1. You can’t do push-ups
Push-ups are an excellent test of your physical fitness, as you utilize muscles in your back, shoulders, arms, and core. To perform the perfect push-up, you should be sure to lower yourself with your arms tucked close to your body before pushing yourself back up. This is a tough exercise, but anyone who is physically fit should be able to knock out at least some. Verywell has a chart showing the averages for both men and women of different ages. Though there’s a lot of variation, anyone younger than 50 should be able to do a minimum of five to 10 just to be considered in fair shape.
If you’re struggling to perform a couple of push-ups (and don’t worry, you’re not alone), then it’s perfectly fine to start with your knees on the ground.
2. It takes a long time for your heart rate to slow down
When you’re physically fit and exercising, your heart beats faster to pump needed oxygen throughout your body. Your heart rate can be anywhere between 140 and 190 beats per minute, depending on your age, when you’re considerably exerting yourself. When you stop, your heart rate will decrease by about 20 beats per minute until it’s back at a normal pace, says Livestrong.com. But if you’re out of shape, it could take much longer. The fitter you are, the faster you’ll recover.
3. You have a large waist circumference
According to the National Heart Foundation of Australia, you should check your waist circumference to see if you’re carrying excess body fat around your midsection.
You can measure your waist by first measuring from the top of your hip bone to the bottom of your ribs. Breathe out as you normally would so you’re not holding your breath in, then place the tape measure between these two points. Wrap the tape measure around your waist and look at this measurement. WebMD says men should have a circumference of no more than 40 inches and women should not exceed 35 inches.

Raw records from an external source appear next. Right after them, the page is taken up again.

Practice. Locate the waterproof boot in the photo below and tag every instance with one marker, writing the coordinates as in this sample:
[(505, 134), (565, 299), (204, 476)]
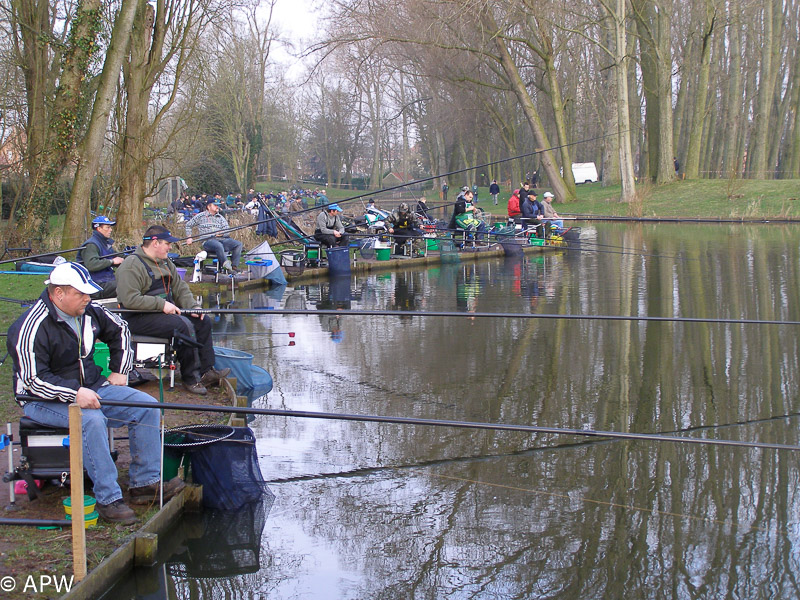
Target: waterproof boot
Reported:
[(213, 376), (149, 493), (116, 512)]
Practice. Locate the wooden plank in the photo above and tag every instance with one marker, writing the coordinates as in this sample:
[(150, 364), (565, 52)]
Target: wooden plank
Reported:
[(76, 485)]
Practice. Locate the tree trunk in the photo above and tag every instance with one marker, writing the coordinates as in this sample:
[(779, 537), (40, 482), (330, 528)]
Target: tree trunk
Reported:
[(68, 103), (136, 138), (730, 159), (532, 116), (561, 127), (759, 168), (692, 162), (90, 150), (623, 123)]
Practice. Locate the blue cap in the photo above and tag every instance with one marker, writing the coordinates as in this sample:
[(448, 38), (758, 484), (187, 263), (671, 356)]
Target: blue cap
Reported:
[(102, 220), (164, 235)]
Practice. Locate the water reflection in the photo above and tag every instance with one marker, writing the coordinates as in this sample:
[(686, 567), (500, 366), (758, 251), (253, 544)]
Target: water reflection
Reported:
[(387, 511)]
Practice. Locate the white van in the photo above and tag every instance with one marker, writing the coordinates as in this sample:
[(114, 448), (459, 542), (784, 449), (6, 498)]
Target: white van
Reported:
[(584, 172)]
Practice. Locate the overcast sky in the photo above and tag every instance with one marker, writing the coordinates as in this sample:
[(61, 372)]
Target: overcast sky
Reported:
[(299, 21)]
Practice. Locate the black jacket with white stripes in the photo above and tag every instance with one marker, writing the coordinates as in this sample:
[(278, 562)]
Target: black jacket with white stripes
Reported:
[(52, 363)]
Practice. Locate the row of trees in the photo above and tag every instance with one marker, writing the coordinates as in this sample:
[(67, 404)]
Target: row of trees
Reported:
[(133, 91)]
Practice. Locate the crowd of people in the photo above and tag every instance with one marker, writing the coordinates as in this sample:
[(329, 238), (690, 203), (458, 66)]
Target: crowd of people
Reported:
[(283, 202)]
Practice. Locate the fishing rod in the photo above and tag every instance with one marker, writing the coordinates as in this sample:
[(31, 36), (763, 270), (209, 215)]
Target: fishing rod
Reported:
[(419, 181), (24, 258), (470, 315), (653, 437)]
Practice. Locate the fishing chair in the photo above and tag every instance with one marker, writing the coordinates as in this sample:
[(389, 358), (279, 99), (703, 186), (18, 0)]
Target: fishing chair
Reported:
[(313, 252), (150, 352), (44, 453)]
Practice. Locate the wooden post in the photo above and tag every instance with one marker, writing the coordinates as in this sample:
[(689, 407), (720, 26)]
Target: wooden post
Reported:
[(76, 485)]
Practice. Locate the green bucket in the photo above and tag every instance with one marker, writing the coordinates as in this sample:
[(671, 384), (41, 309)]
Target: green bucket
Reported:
[(102, 356), (174, 457)]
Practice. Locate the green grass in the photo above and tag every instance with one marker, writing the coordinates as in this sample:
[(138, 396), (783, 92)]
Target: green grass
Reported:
[(705, 198)]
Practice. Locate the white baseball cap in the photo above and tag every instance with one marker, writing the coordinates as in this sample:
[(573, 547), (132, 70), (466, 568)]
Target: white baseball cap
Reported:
[(74, 275)]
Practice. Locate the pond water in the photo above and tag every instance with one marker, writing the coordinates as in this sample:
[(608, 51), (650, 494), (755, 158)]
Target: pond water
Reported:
[(365, 510)]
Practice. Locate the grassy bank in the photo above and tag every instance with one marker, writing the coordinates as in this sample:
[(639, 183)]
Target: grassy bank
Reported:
[(705, 198)]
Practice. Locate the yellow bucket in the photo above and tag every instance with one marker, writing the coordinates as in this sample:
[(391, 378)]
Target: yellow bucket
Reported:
[(90, 520), (88, 505)]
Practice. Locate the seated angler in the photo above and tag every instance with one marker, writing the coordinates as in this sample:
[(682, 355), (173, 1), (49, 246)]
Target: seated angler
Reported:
[(213, 227), (98, 256), (550, 214), (329, 228), (464, 214), (403, 224), (52, 346), (533, 213), (149, 281)]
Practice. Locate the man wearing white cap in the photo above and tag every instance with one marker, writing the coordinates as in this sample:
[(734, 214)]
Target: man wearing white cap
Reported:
[(52, 346), (329, 228)]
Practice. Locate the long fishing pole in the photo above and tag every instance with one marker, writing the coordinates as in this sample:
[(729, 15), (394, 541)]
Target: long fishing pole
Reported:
[(455, 314), (24, 258), (452, 423), (418, 181)]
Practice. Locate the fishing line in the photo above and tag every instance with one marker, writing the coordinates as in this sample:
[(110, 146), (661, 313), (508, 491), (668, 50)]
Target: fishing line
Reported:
[(455, 424), (469, 315)]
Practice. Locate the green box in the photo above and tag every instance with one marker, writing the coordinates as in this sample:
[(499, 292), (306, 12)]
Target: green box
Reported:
[(102, 356)]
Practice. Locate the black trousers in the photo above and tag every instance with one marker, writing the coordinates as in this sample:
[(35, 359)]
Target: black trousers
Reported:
[(194, 361), (329, 240)]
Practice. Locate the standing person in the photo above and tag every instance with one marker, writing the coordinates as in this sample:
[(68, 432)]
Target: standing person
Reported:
[(494, 190), (211, 223), (149, 281), (550, 215), (330, 230), (98, 256), (524, 190), (52, 346), (422, 208)]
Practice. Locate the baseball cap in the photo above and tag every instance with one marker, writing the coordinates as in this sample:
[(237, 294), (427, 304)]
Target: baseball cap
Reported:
[(102, 220), (74, 275), (164, 235)]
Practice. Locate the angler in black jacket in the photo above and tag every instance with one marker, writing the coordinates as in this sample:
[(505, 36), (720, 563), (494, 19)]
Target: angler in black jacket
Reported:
[(52, 346)]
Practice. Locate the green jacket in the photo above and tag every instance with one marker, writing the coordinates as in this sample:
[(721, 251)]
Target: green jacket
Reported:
[(133, 283)]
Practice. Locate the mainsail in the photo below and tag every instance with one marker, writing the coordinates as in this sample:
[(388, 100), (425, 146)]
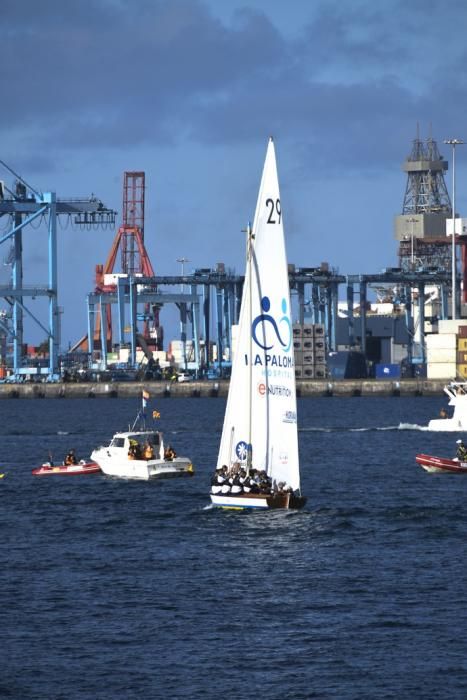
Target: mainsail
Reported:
[(260, 424)]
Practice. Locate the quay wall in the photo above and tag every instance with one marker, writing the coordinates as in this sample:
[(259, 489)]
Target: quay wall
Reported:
[(196, 389)]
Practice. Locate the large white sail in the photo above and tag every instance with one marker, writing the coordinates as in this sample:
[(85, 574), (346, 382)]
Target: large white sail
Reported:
[(261, 406)]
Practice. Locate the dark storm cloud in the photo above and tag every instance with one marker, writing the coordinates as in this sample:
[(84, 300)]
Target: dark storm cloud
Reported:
[(117, 74)]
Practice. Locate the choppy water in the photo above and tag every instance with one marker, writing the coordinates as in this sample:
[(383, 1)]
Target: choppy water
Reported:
[(117, 589)]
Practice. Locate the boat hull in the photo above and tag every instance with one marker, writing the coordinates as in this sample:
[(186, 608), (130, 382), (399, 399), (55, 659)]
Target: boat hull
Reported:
[(258, 501), (67, 470), (441, 465), (141, 468)]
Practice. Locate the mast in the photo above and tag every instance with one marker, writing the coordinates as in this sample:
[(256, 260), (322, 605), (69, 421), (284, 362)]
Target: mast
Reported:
[(250, 347)]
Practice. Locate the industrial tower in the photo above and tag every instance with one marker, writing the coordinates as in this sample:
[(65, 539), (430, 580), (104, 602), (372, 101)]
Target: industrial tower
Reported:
[(134, 262), (421, 229)]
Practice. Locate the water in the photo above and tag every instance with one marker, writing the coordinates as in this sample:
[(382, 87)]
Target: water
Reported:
[(118, 589)]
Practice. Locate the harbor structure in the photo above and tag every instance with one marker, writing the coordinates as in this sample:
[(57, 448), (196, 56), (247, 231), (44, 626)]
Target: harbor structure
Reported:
[(125, 305)]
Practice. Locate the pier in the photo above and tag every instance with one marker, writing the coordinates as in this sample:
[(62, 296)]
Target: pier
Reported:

4. You’re winded after walking up a staircase
Even the most seasoned athletes will feel like their bodies need more oxygen when they’re climbing a flight of stairs, so if you do catch yourself a little short of breath when walking up a steep incline, don’t fret too much. However, if you find you’re really struggling to get up those steps, you’re probably out of shape and could use some cardiovascular activity.
Cardio is tough, and if you’re out of shape, it might feel near impossible to continuously walk up steps or jog a mile. Start your cardiovascular exercise slowly if your body isn’t used to the demand. Schedule five 30-minute light cardio workouts like brisk walks each week. Choose low-impact, low-resistance exercises to get started, and always warm up for anything more vigorous. You’ll be conquering those stairs in no time.
5. You’re craving sugar
Greatist reports exercising might influence what foods you crave. While you may think your body would be craving food immediately after exercise, a study performed on 30 young adults who exercised regularly found they had little interest in food immediately after exercise. The study also showed those who did little physical activity were more likely to crave sweets.
If you’re finding your sugar cravings are consistent and you’re heading into your pantry for snacks all day, then it could have something to do with how in shape you are. Exercise regularly and you’re likely to notice a reduction in your appetite and less desire to eat sweet stuff.
6. You’re always tired
You might take a look inside of a gym every so often and think those who are exerting the most energy must feel exhausted for the remainder of the day. That’s not the case, though. According to the American Council on Exercise, working out regularly is the key to staying alert and energized during the day. You’ll feel naturally more awake if you find time for some physical activity even if you can only fit in a quick walk during lunch.
7. You have a high resting heart rate
While it’s important to do some heart-pumping aerobic exercises for your health, your heart rate while at rest should be significantly slower. Mayo Clinic explains a lower heart rate usually means your ticker is functioning better and you’re more fit. If you feel like your heart is racing all the time, this could mean you’re quite out of shape.
A normal resting heart rate for an adult, the story says, should be between 60 and 100 beats per minute. Check your pulse by placing your index and third finger on the side of your neck beneath your jawline, and count the beats for a minute. For athletes, this number is likely to be lower, but it should not go above 100 beats per minute for any individual. You can work to lower your resting pulse by doing more cardio.